Fancy new applications like connected cars, AR/VR and gaming are certainly alluring and seem likely with ecosystem partners making investments toward these areas in time for 5G network services. While we remain optimistic that industrial IoT and other new applications will provide incremental revenue, our latest 5G business case analysis looked at three “mainstream” use cases:
- 5G/millimeter-wave fixed wireless access for home broadband.
- 5G-enhanced mobile broadband.
- Mobile broadband and OTT video bundle.
(We acknowledge that a business case analysis is only as good as underlying assumptions driving the model. Hence, we provide our “cost per GB” calculator and the full business model with adjustable “knobs” to change key cost assumptions and other factors like pricing, churn, etc., so that you can tailor for your specific use case and market conditions.)
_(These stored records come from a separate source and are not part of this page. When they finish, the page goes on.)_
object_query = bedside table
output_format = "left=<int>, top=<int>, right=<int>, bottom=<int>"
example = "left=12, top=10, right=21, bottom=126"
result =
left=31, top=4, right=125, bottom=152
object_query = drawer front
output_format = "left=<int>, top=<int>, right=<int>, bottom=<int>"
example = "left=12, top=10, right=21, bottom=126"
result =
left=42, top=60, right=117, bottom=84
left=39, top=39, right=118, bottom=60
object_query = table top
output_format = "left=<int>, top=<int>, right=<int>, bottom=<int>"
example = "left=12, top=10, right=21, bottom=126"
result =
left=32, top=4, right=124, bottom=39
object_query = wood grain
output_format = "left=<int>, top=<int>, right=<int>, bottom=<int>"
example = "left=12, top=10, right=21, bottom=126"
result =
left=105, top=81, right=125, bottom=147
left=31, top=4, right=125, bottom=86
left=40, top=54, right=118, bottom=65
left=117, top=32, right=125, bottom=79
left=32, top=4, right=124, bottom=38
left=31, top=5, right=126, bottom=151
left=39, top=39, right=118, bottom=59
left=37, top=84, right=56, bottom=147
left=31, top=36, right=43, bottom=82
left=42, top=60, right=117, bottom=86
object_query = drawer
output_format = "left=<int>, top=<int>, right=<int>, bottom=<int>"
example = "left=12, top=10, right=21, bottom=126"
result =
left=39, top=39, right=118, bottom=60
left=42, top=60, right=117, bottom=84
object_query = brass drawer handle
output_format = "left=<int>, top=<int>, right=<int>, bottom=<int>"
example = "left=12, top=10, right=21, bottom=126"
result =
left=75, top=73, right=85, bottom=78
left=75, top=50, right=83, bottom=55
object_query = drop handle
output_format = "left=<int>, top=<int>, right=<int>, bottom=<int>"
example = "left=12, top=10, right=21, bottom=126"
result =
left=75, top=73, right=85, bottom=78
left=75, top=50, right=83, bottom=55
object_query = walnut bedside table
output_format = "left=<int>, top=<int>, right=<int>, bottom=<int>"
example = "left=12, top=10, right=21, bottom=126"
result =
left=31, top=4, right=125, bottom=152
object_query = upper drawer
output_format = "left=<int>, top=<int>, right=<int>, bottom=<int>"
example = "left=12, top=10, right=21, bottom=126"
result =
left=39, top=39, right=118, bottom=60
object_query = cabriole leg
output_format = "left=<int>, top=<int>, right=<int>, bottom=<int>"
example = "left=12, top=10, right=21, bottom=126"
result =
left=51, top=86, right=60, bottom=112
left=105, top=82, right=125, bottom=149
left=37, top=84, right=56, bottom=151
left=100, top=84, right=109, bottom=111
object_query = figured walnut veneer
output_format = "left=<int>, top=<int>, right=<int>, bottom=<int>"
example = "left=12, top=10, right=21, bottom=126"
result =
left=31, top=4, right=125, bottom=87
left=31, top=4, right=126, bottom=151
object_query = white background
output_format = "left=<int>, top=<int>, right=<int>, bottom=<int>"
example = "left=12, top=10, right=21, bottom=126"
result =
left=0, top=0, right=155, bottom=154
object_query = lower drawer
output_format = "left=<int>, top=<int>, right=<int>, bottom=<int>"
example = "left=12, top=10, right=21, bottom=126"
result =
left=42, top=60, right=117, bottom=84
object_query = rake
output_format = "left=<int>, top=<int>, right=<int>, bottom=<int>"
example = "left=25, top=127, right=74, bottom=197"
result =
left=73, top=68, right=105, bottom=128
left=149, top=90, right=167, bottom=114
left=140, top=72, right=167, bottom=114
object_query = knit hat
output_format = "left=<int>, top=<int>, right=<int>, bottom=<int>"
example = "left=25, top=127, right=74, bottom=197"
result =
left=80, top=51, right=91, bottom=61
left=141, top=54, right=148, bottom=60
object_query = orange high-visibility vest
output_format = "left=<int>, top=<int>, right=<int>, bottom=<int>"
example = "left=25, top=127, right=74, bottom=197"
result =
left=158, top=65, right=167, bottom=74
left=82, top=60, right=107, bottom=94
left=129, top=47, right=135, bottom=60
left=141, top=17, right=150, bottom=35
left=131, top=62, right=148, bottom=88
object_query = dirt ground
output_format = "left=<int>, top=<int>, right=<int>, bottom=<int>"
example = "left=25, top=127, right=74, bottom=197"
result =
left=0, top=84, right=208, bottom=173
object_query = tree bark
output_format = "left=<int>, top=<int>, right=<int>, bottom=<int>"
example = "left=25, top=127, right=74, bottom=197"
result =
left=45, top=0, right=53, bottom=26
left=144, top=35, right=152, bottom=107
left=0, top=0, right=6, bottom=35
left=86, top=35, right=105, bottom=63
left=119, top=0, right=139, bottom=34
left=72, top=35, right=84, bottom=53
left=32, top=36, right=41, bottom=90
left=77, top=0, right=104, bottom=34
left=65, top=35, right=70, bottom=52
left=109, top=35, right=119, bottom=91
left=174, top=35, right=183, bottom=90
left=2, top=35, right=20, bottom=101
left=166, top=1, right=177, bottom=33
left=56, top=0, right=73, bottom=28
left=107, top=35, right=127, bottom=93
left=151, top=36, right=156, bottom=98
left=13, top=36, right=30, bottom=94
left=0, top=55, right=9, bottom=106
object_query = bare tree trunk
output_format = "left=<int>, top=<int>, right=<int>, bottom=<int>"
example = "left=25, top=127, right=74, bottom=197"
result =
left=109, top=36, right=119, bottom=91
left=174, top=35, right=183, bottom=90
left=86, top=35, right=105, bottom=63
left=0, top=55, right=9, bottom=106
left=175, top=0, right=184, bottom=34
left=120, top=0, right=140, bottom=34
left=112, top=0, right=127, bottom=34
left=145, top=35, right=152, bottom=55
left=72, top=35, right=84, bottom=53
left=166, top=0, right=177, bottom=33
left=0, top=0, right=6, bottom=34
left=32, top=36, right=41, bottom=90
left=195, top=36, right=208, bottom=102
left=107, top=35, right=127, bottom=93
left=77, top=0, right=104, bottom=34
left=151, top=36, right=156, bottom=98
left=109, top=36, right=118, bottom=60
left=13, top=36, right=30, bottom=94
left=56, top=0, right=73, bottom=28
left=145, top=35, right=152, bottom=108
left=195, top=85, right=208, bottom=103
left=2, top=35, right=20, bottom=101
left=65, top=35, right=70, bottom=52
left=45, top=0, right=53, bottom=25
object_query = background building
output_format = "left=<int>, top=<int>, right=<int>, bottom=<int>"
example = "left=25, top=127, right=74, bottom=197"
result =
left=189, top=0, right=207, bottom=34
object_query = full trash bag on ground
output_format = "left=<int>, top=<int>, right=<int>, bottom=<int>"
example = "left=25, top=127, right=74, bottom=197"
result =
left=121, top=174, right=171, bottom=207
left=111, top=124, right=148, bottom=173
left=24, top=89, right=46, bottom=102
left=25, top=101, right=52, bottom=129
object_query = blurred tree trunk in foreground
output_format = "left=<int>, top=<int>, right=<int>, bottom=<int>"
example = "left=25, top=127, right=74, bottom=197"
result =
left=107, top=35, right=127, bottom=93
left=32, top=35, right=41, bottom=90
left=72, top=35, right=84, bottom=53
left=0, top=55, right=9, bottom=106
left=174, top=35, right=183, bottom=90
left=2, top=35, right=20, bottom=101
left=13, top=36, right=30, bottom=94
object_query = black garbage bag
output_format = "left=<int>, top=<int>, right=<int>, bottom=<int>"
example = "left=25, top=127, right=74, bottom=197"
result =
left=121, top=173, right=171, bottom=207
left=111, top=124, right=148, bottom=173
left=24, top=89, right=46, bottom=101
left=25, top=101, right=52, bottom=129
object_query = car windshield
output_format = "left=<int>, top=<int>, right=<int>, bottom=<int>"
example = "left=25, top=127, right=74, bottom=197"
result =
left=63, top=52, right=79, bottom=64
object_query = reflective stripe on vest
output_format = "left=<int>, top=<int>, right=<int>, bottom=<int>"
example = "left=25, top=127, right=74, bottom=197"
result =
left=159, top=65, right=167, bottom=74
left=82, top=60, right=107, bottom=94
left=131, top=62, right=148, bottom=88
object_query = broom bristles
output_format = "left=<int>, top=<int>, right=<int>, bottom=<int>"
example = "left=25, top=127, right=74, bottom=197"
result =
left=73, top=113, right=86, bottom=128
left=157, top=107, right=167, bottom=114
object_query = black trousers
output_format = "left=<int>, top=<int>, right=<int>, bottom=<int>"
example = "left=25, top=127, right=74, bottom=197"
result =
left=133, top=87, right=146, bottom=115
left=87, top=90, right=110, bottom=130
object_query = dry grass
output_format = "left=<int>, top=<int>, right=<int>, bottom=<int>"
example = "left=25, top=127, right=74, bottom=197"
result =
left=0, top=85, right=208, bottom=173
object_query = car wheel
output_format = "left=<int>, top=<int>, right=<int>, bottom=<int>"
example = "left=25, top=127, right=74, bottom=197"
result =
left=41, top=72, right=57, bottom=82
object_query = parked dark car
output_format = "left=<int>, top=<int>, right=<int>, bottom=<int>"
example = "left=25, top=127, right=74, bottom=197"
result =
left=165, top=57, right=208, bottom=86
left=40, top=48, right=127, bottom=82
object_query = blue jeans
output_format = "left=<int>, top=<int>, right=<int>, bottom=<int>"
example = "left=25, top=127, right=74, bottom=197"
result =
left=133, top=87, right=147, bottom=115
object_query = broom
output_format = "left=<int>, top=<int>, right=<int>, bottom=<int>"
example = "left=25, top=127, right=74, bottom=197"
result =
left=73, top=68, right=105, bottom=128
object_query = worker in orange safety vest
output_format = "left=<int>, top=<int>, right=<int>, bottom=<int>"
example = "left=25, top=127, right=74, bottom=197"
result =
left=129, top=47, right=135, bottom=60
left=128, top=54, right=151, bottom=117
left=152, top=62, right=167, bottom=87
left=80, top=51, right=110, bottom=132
An ROI analysis can swing positively or negatively depending on many factors such as base station and spectrum costs, technology capabilities, pricing, churn and numerous other factors.
For example, the below chart shows monthly network costs of a 5G millimeter wave fixed wireless base station at various cell ranges. The chart indicates that 5G fixed wireless, for a city-like housing density of 2000 homes per km2, becomes economically viable at around 8-20% market penetration with 300-500m cell radius. Depending on the assumption of cell range, the 5G fixed wireless economics can make (e.g., 300m cell radius or greater is compelling), or break (e.g., 100m cell radius is not viable) the business case.
By the way, Verizon’s recent “5G home broadband” announcement and our findings suggest that 5G millimeter wave systems can reach favorable distances delivering competitive throughput speeds to make the 5G fixed wireless economics viable in most urban settings.
A search for an optimal return on 5G investment will differ from one operator to the next. Operators that use millimeter wave and massive MIMO support in 5G will get significantly lower cost per GB for mobile broadband, and in some cases, video bundle services. This is the key: Operators need to bring their cost down because their revenue per GB is dropping fast.
In a competitive environment like the U.S., the 5G business case is compelling because operators that don’t keep up with high capacity networks will lose their customers to churn. The primary business case will be the “meat and potato” business of providing connectivity services to personal devices and homes—even before considering fancy new applications like connected car, AR/VR and other cool applications.
Like 4G/LTE before it, 5G will continue to evolve. Delivering a low cost-per-bit network platform is a good foundation for 5G investment; incremental business opportunities from industrial IoT and other cool applications are gravy.